Stephen H. Smith, District Attorney for the 119th Judicial District, Appellee
FROM THE DISTRICT COURT OF TOM GREEN COUNTY, 119TH JUDICIAL DISTRICT
NO. B-97-0225-C, HONORABLE JOHN E. SUTTON, JUDGE PRESIDING
PER CURIAM

Appellee Stephen H. Smith moves us to dismiss this appeal on the ground that it was not properly perfected. Appellant Jaime Dominguez seeks to appeal a trial court judgment signed April 15, 1997. To perfect his appeal, Dominguez timely filed a affidavit of inability to pay on May 15, 1997. See former Tex. R. App. P. 40(a)(3). (1)

Former Texas Rule of Appellate Procedure 40(a)(3)(B) requires that the appellant give notice of the filing of the affidavit of inability to pay to the opposing party and to the court reporter. If the appellant fails to do so, it may not prosecute the appeal without paying the costs of appeal or giving security therefor. See former Tex. R. App. P. 40(a)(3)(B); In re V.G., 746 S.W.2d 500, 502 (Tex. App.--Houston [1st Dist.] 1988, no writ); Bantuelle v. Renfroe, 620 S.W.2d 635, 640 (Tex. Civ. App.--Dallas 1981, no writ). However, notice to the court reporter may be unnecessary if no court reporter was present. Sanders v. Employers Ins. Ass'n, 775 S.W.2d 762, 763 (Tex. App.--El Paso 1989, no writ). Further, failure to notice the court reporter may be excused if the court reporter had no monetary interest in contesting the affidavit. In the Matter of C.M.G., 883 S.W.2d 411, 414 (Tex. App.--Austin 1994, no writ).
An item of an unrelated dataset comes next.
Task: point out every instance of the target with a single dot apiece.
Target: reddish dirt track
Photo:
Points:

In this case, the transcript does not show that Dominguez had given the required notice to either the court reporter or Smith. The Clerk of this Court invited Dominguez to either prove that he had given the requisite notice or to amend an ineffective affidavit by filing a cost bond or cash deposit. See Aguirre v. Texas Dep't of Protective & Regulatory Serv., 917 S.W.2d 462, 464 (Tex. App.--Austin 1996, no writ); see also Linwood v. NCNB Tex., 885 S.W.2d 102, 103 (Tex. 1994).
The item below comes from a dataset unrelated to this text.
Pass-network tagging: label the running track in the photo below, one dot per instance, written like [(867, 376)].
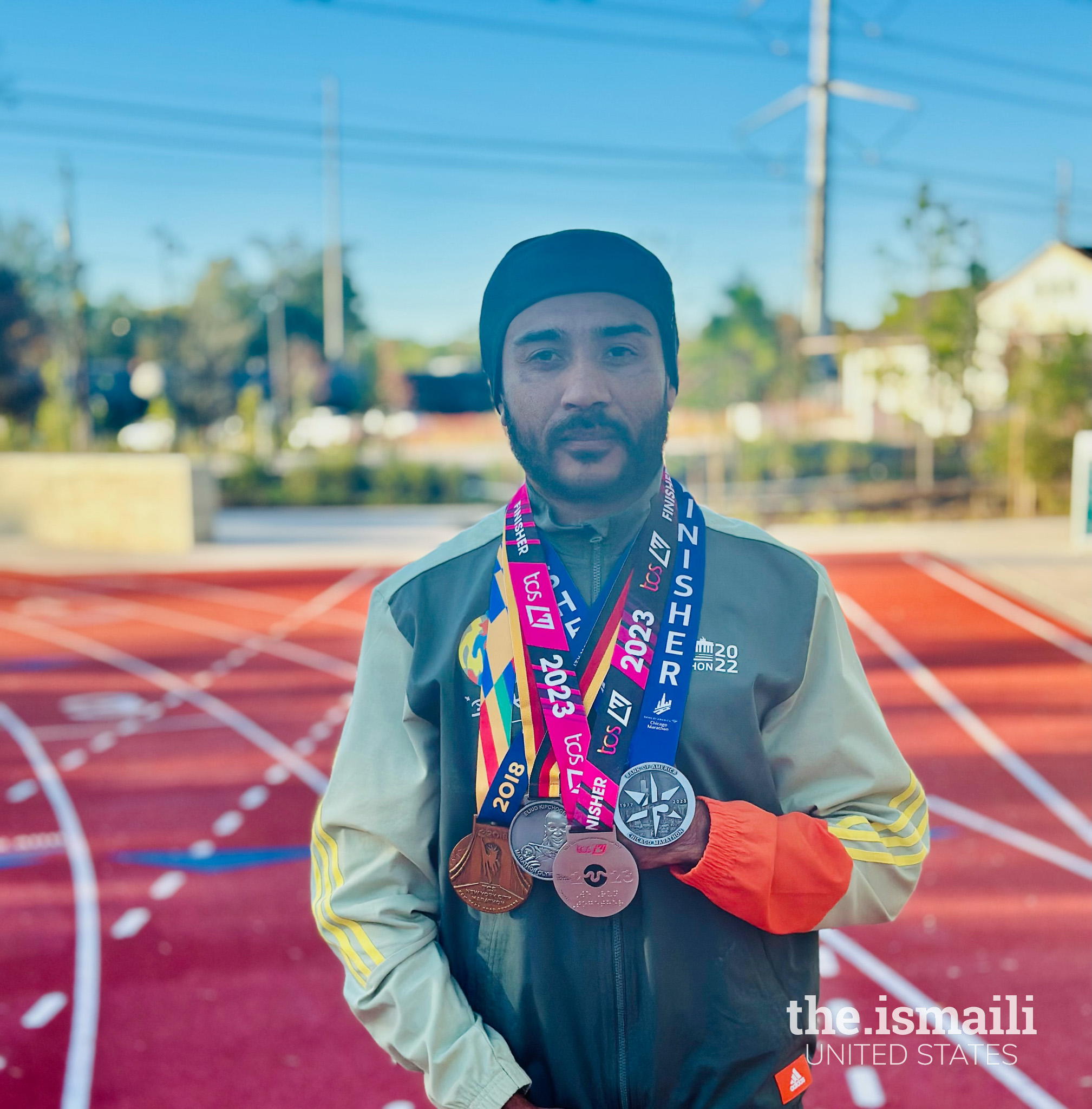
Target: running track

Dominguez has done neither. We grant Smith's motion to dismiss the appeal for want of jurisdiction. See former Tex. R. App. P. 60(a)(2); Davis v. Massey, 561 S.W.2d 799, 801 (Tex. 1978). We dismiss as moot Smith's motion for extension of time in which to file a brief.

 

Before Chief Justice Carroll, Justices Jones and Kidd

Dismissed for Want of Jurisdiction on Appellee's Motion

Filed: September 11, 1997

Do Not Publish

1. The Texas Rules of Appellate Procedure were amended by Supreme Court Order of March 20, 1997. The new rules apply to any appeal perfected on or after September 1, 1997. Because this appeal was perfected on May 15, 1997, the former rules apply.